Berlin (Reuters) – Deutsche Unternehmen haben einer Studie zufolge in den vergangenen drei Jahren rund 325.000 zusätzliche Arbeitskräfte eingestellt, um zunehmende Bürokratie zu bewältigen.
Wie aus einer am Montag veröffentlichten Untersuchung des Instituts für Arbeitsmarkt- und Berufsforschung (IAB) hervorgeht, bewerten 14 Prozent der Betriebe ihre bürokratische Belastung im laufenden Jahr als sehr hoch – 2022 waren dies nur vier Prozent.

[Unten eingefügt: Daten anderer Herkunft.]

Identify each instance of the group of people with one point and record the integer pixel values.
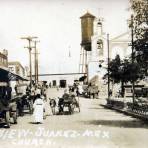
(41, 104)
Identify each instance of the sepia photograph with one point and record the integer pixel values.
(73, 73)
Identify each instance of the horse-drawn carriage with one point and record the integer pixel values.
(70, 102)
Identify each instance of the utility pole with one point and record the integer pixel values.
(29, 39)
(108, 66)
(36, 61)
(132, 44)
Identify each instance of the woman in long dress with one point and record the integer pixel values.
(38, 109)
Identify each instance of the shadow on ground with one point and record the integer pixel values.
(118, 123)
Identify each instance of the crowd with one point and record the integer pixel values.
(41, 105)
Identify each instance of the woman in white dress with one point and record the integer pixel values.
(38, 107)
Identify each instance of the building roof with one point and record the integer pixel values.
(86, 15)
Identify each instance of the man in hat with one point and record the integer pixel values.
(38, 106)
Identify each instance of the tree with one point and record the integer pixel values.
(123, 71)
(140, 27)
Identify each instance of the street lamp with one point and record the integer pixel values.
(29, 38)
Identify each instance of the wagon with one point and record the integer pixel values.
(71, 103)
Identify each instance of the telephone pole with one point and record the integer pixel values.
(29, 39)
(36, 73)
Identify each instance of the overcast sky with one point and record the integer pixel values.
(57, 24)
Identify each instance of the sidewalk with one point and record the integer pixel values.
(126, 112)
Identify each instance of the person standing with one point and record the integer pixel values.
(38, 109)
(53, 105)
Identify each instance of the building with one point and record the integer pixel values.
(4, 58)
(98, 61)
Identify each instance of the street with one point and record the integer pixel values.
(94, 127)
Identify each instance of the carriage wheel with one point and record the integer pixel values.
(7, 119)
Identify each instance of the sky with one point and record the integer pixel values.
(57, 25)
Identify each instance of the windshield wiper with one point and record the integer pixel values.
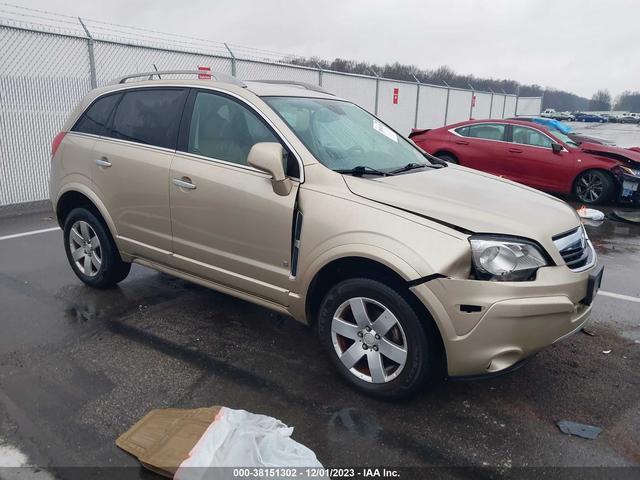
(361, 170)
(410, 166)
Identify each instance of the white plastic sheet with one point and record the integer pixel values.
(237, 439)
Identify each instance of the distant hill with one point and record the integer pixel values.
(552, 98)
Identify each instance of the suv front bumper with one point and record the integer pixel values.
(488, 327)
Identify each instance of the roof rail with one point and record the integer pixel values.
(220, 77)
(308, 86)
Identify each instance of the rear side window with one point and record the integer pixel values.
(94, 120)
(223, 129)
(529, 136)
(149, 116)
(488, 131)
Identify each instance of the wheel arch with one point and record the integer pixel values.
(346, 267)
(74, 196)
(593, 168)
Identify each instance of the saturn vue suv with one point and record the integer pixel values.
(287, 196)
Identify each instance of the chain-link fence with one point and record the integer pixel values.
(49, 61)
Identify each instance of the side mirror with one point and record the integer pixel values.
(268, 157)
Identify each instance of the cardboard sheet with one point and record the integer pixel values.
(163, 438)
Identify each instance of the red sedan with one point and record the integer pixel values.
(538, 157)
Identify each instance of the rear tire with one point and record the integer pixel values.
(91, 251)
(594, 187)
(447, 157)
(376, 339)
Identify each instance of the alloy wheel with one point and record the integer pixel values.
(85, 248)
(369, 340)
(589, 187)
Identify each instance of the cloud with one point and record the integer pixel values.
(576, 45)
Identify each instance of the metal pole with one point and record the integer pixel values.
(504, 102)
(233, 61)
(375, 110)
(446, 108)
(491, 104)
(415, 120)
(92, 59)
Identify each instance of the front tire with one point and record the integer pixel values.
(594, 187)
(376, 339)
(91, 251)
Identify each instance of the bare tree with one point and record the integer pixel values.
(601, 100)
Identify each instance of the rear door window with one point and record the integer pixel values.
(95, 119)
(224, 129)
(487, 131)
(150, 116)
(529, 136)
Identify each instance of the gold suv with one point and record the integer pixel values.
(286, 196)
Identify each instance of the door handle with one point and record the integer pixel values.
(184, 182)
(103, 162)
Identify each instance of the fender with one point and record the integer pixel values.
(82, 188)
(297, 306)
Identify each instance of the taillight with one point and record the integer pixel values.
(57, 140)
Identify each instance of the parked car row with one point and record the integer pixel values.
(550, 113)
(541, 156)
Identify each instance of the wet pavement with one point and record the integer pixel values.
(622, 134)
(80, 366)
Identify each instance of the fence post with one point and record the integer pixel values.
(504, 102)
(446, 107)
(375, 109)
(491, 104)
(92, 59)
(473, 94)
(233, 60)
(415, 120)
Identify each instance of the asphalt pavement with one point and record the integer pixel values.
(79, 366)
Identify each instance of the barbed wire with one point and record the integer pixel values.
(51, 22)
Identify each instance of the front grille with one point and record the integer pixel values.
(575, 249)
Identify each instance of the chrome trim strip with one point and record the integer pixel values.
(566, 241)
(594, 259)
(145, 245)
(576, 239)
(453, 131)
(225, 163)
(133, 86)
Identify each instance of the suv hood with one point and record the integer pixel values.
(626, 155)
(470, 200)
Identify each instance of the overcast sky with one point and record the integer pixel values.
(575, 45)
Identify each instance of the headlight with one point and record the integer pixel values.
(631, 171)
(504, 259)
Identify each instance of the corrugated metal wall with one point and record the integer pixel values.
(44, 74)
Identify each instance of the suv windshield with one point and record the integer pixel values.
(343, 136)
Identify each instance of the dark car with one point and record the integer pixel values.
(531, 154)
(628, 119)
(553, 124)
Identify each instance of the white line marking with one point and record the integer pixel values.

Jeder zehnte Betrieb gab an, seit 2022 mehr Personal für gesetzliche Vorgaben und Dokumentationspflichten eingestellt zu haben.
Bundeswirtschaftsministerin Katherina Reiche räumte vor Beratungen mit mittelständischen Unternehmen in Berlin ein: “Wir werden aber nicht mit verwalten wachsen. Wir werden nur wachsen, wenn wir wieder Freiräume schaffen.” Konkrete Punkte dazu blieb die CDU-Politikerin aber schuldig.
Jörg Dittrich, der Präsident des Handwerksverbands ZDH, betonte, das Fundament in der Wirtschaft bröckele. Es brauche Taten statt reiner Ankündigungen, die zu spürbaren Erleichterungen in den Betrieben führten. “Neue Prüfaufträge und Kommissionen helfen uns nicht mehr weiter.” Die bürokratischen Vorgaben seien nicht mehr einzuhalten und würden das Vertrauen in den Staat untergraben. Dittrich nannte als Beispiele die Bon-Pflicht in Supermärkten oder die Zeiterfassung für Arbeitnehmer, die sich schnell ändern ließen. “Der Mittelstand braucht eine Politik, die anpackt und nicht weiter vertagt.”
KONZERNE AM STÄRKSTEN BETROFFEN
Besonders betroffen sind der Studie zufolge größere Firmen. Je 30 Prozent der Großbetriebe mit mindestens 250 Beschäftigten und der mittelgroßen Betriebe mit 50 bis 249 Beschäftigten rekrutierten demnach zusätzliches Personal für Verwaltungsaufgaben. Bei den Betrieben mit zehn bis 49 Beschäftigten waren es 16 Prozent, bei Kleinstbetrieben mit weniger als zehn Mitarbeitern sieben Prozent. Mit Blick auf die Branchen berichtete im Bereich Energieversorgung jeder fünfte Betrieb von einem personalbedingten Aufbau wegen der Bürokratie, gefolgt von der Öffentlichen Verwaltung mit 19 Prozent.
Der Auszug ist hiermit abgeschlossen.